One of the types of fibre found in apples is called pectin. It’s a soluble fibre. Recent research suggest that pectin may give apples it’s real superpowers. A study in the European Journal of Nutrition found that in healthy volunteers, eating whole apples could lower cholesterol by preventing the build-up of cholesterol plaques on artery walls. Meanwhile, in 2011, a research group from the department of nutrition at Florida State University, led by Bahram H Arjmandi, found that women who ate 75g of dried apple daily for six months saw an average 23 per cent decrease in LDL cholesterol – the bad kind – in tandem with an average 4 per cent increase of the “good” HDL type.

However, the cholesterol-lowering benefits these studies found were not replicated by the daily consumption of apple juice. While apple juice may count as one of your five a day, the juicing process strips it of many of the benefits of eating the whole fruit. Apple juice is high in sugar but because they are high in fibre, whole apples are low on the glycaemic index. This is what makes them the ideal snack food if you’re trying to control your weight.

No cookie without an apple first. Surely, I could not eat both. Turns out I could

I used to be one of those lucky people who never had to worry about her weight. These days, not so much. Working from home makes it very easy to snack all day long. The kettle is within my eyeline, and what’s a cup of tea without a biscuit? Especially when the biscuits are made by friend Diane, the queen of the chocolate chip and peanut butter cookie. Last time I saw Diane, she sent me home with enough cookies to feed eight. For a year. I tucked them away in a biscuit tin but every time I stood by the kitchen counter, I heard their siren call.

I’d picked up a bag of apples in the supermarket earlier in the week. They were in danger of going uneaten while the cookies went straight from lips to hips. So I made a deal with myself that I could eat as many cookies as I wanted but only if I ate an apple first. The price of each cookie was an apple. That was the only rule. The theory being that if I filled up on an apple – pectin has the effect of making you feel full – I might not want the cookie anymore. It was a variation on the “Apple Diet” by nutritionist Monica Grenfell, which can apparently help you lose 5lbs a week. Admittedly, on Grenfell’s diet, the apples are largely “instead of” food not used “as a supplement to”.
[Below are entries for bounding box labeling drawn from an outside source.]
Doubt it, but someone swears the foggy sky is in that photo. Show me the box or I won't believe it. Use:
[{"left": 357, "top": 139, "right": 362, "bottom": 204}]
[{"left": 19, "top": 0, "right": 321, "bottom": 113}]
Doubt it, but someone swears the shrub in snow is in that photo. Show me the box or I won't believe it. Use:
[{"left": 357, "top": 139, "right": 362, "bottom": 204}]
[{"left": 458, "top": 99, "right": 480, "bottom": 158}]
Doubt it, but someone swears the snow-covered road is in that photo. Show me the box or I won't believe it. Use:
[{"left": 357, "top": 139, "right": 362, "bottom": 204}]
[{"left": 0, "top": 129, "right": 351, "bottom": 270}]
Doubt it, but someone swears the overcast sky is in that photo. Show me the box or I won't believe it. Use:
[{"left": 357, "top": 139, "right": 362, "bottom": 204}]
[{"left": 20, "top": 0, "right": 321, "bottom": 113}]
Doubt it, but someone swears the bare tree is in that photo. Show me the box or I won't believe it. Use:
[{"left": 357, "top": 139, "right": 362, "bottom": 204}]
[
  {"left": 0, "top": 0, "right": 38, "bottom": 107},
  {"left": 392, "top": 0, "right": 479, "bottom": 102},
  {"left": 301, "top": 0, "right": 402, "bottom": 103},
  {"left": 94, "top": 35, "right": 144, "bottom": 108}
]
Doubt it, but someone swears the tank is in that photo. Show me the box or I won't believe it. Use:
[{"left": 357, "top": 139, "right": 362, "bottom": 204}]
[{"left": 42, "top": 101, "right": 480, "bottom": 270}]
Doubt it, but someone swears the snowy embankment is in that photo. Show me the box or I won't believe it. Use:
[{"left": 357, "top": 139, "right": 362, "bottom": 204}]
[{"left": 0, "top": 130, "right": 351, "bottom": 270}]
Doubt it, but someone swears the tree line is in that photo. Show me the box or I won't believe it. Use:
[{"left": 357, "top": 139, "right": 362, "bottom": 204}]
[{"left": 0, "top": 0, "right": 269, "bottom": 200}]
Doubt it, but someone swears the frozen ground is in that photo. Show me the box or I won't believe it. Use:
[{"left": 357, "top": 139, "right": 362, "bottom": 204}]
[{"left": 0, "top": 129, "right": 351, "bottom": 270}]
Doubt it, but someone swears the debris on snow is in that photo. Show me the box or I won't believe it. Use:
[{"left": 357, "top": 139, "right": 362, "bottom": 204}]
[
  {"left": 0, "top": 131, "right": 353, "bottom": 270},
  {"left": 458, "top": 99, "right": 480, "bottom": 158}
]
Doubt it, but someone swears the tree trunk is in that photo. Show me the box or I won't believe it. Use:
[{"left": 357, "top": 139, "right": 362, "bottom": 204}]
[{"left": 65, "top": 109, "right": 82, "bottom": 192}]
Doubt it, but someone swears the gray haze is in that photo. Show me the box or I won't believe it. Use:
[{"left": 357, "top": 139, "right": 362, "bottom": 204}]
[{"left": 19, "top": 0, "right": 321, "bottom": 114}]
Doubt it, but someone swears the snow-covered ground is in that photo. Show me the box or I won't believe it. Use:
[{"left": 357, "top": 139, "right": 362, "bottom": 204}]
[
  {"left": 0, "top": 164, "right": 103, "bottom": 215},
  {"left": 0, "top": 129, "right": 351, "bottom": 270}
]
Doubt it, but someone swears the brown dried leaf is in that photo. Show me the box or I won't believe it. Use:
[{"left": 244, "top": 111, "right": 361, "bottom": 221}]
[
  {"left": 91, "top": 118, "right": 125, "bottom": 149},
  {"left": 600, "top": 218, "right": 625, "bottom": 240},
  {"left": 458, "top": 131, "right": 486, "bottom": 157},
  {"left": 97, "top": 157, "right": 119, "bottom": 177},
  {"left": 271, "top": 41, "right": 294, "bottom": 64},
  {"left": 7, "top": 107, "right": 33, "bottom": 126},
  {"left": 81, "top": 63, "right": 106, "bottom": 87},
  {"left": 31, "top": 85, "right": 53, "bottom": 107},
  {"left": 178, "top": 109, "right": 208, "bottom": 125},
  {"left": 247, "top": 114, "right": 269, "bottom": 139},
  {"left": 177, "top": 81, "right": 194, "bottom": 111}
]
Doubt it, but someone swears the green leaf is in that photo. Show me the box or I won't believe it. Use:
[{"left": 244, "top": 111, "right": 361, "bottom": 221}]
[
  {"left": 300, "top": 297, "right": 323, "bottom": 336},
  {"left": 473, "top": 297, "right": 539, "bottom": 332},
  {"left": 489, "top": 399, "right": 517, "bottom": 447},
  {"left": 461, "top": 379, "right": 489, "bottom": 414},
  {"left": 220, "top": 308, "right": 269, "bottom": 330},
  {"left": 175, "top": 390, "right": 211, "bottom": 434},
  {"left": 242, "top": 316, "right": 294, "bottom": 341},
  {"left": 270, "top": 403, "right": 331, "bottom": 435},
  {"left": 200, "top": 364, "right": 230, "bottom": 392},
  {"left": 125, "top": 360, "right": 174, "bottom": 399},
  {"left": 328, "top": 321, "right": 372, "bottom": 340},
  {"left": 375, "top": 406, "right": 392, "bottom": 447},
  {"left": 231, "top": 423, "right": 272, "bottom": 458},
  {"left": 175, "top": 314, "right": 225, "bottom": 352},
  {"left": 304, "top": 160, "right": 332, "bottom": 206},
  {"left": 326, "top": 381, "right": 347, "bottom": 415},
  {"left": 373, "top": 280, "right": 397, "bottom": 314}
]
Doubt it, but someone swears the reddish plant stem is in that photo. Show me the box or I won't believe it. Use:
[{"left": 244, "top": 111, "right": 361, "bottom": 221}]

Still I kept to my bargain. No cookie without an apple first. Surely, I could not eat both. Turns out I could. I underestimated the power of a peanut butter cookie from the kitchen of Diane Palliser. I was quickly up to six apples/cookies a day. Fortunately, I have a new strategy for giving up the cookies. I’m going to take inspiration from another episode in my childhood.

There was a year when Dad got hold of a job lot of Arctic rolls from an acquaintance who worked at the local Walls Ice Cream factory. He came home with dozens of the things. Maybe even a hundred. Within a fortnight of having that synthetic sponge-wrapped vanilla ice cream for dessert every single day, my sister and I were begging for apples again. I haven’t eaten Arctic roll since. So, if I just eat all the cookies in one sick-making go... Then I will finish the apples.